Personale

Licenziamento disciplinare per il dipendente pubblico iscritto all’albo degli avvocati

di Andrea Alberto Moramarco

Il funzionario comunale che svolge contemporaneamente l'attività di avvocato versa in una situazione di incompatibilità, prevista dall'articolo 53 del Testo unico sul pubblico impiego, che giustifica il licenziamento disciplinare. La sanzione è legittima anche soltanto in presenza della mera iscrizione all'albo degli avvocati, da cui è lecito presumere lo svolgimento in concreto della professione forense. Lo si afferma nella sentenza n. 32156 della Sezione lavoro della Cassazione, depositata ieri.

Il caso
Protagonista della vicenda è un avvocato che nel settembre 2012 veniva assunto alle dipendenze del Comune di Pompei senza dichiarare la propria situazione di incompatibilità a svolgere l'incarico pubblico. Il legale, infatti, era rimasto iscritto all'albo degli avvocati e aveva in qualche occasione continuato a svolgere la professione forense difendendo in giudizio alcuni suoi clienti. L'ente locale si accorgeva però dell'anomalia e chiedeva chiarimenti al suo funzionario, il quale adduceva a sua difesa la cancellazione della partita Iva e la sua dichiarazione dei redditi, da cui si desumeva il mancato svolgimento dell'attività di avvocato. Dopo qualche mese, tuttavia, il Comune chiedeva al dipendente ulteriori chiarimenti e dalla risposta alla contestazione disciplinare fornita da quest'ultimo emergeva che lo stesso era di fatto ancora iscritto all'albo. Tanto bastava per l'ente datore di lavoro a presumere in concreto l'esercizio dell'attività professionale, sicché, sulla base degli articoli 53 del Testo unico sul pubblico impiego (Dlgs 165/2001) e 21 della nuova disciplina dell'ordinamento della professione forense (legge 267/2012), il Comune nel settembre 2015 disponeva il licenziamento disciplinare del dipendente.
A questo punto il funzionario impugnava il provvedimento dinanzi all'autorità giudiziaria chiedendo l'annullamento della massima sanzione disciplinare per la tardività dell'irrogazione del provvedimento rispetto alla contestazione iniziale, nonché per la mancata dimostrazione della effettiva attività forense da lui svolta. I giudici però, sia in primo che in secondo grado, hanno confermato il licenziamento per l'incompatibilità della funzione di pubblico dipendente con l'esercizio della professione forense.

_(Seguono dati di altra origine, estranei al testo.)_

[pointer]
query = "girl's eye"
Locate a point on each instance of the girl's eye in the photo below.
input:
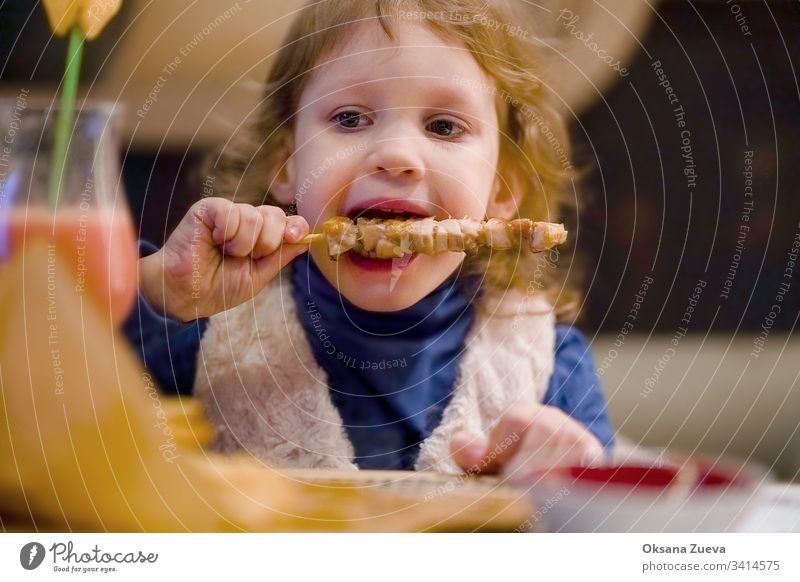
(447, 128)
(348, 119)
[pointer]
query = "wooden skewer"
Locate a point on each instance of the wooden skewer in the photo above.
(311, 238)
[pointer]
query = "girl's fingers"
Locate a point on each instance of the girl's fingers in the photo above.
(219, 216)
(270, 236)
(266, 268)
(467, 451)
(249, 221)
(507, 436)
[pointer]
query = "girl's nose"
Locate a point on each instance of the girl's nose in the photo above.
(399, 157)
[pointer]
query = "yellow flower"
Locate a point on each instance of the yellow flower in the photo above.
(91, 15)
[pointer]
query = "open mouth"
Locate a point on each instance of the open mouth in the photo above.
(375, 264)
(384, 214)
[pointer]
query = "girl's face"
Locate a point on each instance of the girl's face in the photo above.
(409, 126)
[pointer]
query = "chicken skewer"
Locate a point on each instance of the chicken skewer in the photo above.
(392, 238)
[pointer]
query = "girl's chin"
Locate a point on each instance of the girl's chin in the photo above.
(385, 285)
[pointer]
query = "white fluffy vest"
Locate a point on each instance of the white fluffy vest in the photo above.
(264, 391)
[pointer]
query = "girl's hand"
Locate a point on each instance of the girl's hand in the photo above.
(220, 255)
(527, 438)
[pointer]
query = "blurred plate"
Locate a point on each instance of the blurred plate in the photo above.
(697, 495)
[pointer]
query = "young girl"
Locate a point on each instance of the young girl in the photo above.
(432, 108)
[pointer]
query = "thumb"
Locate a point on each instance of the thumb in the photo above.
(467, 451)
(266, 268)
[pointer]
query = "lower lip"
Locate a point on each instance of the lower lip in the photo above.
(379, 265)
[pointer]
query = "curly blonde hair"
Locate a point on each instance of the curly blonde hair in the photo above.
(534, 157)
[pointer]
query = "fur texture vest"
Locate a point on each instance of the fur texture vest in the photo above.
(264, 391)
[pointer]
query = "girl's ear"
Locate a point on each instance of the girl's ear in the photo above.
(505, 199)
(282, 178)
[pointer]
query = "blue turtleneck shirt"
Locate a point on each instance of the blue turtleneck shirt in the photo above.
(390, 374)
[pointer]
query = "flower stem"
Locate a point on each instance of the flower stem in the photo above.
(65, 116)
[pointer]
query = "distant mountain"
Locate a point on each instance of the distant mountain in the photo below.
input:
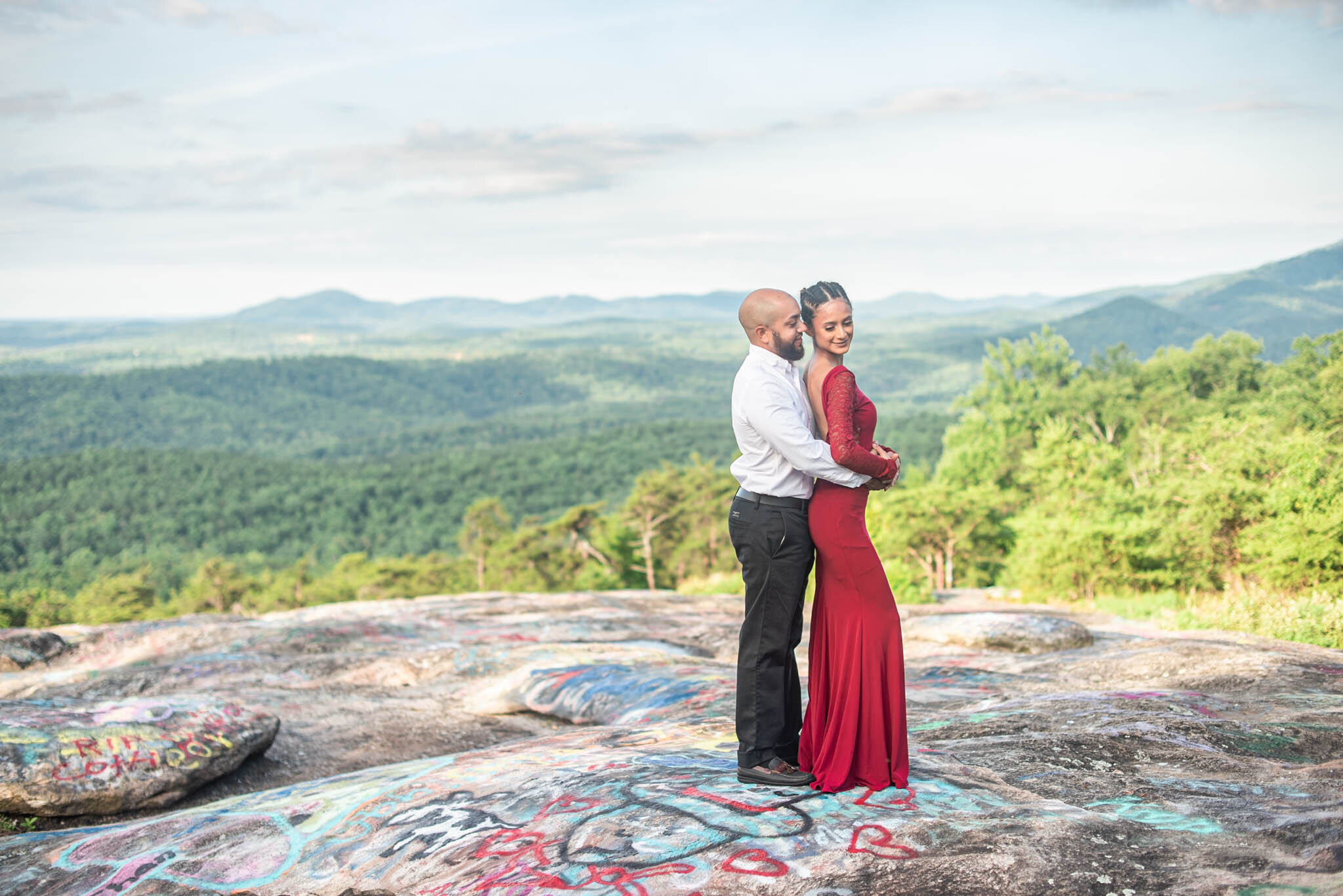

La tempestività del provvedimento
La questione così è arrivata in Cassazione dove l'ex dipendente pubblico ha cercato di contestare il licenziamento sul piano formale e sostanziale. Il verdetto però non è cambiato. La Corte ha replicato alla presunta tardività del provvedimento spiegando che il Comune, nel caso di specie, ha potuto procedere al licenziamento solo in un secondo momento, ovvero dopo la precisa ricostruzione della situazione di fatto avvenuta a seguito dei chiarimenti chiesti al lavoratore, non essendo possibile «un arretramento cronologico del momento dell'acquisizione della notizia dell'infrazione». D'altra parte ben può la pubblica amministrazione «svolgere indagini pre-procedimentali per chiarire i termini della vicenda e valutare la consistenza disciplinare dei fatti emersi a carico del dipendente.

La valenza dell'incompatibilità
I giudici di legittimità hanno chiarito anche che la mera iscrizione all'albo è sufficiente a fornire la prova della incompatibilità, non essendo necessarie ulteriori indagini in merito all'effettivo svolgimento della libera professione. Difatti, l'articolo 53 del Testo unico sul pubblico impiego «ha sancito una vera e propria estensione a tutti i dipendenti pubblici, contrattualizzati e non» della disciplina delle incompatibilità, escludendo solo il personale docente, direttivo e ispettivo della scuola, il personale del servizio sanitario nazionale e i dipendenti con rapporto di lavoro a tempo parziale, per i quali sono previste speciali disposizioni. Pertanto, chiosa la Corte, a eccezione di quelle categorie, il generale principio della incompatibilità sancito per i dipendenti statali e degli enti pubblici economici si estende a tutti i pubblici dipendenti.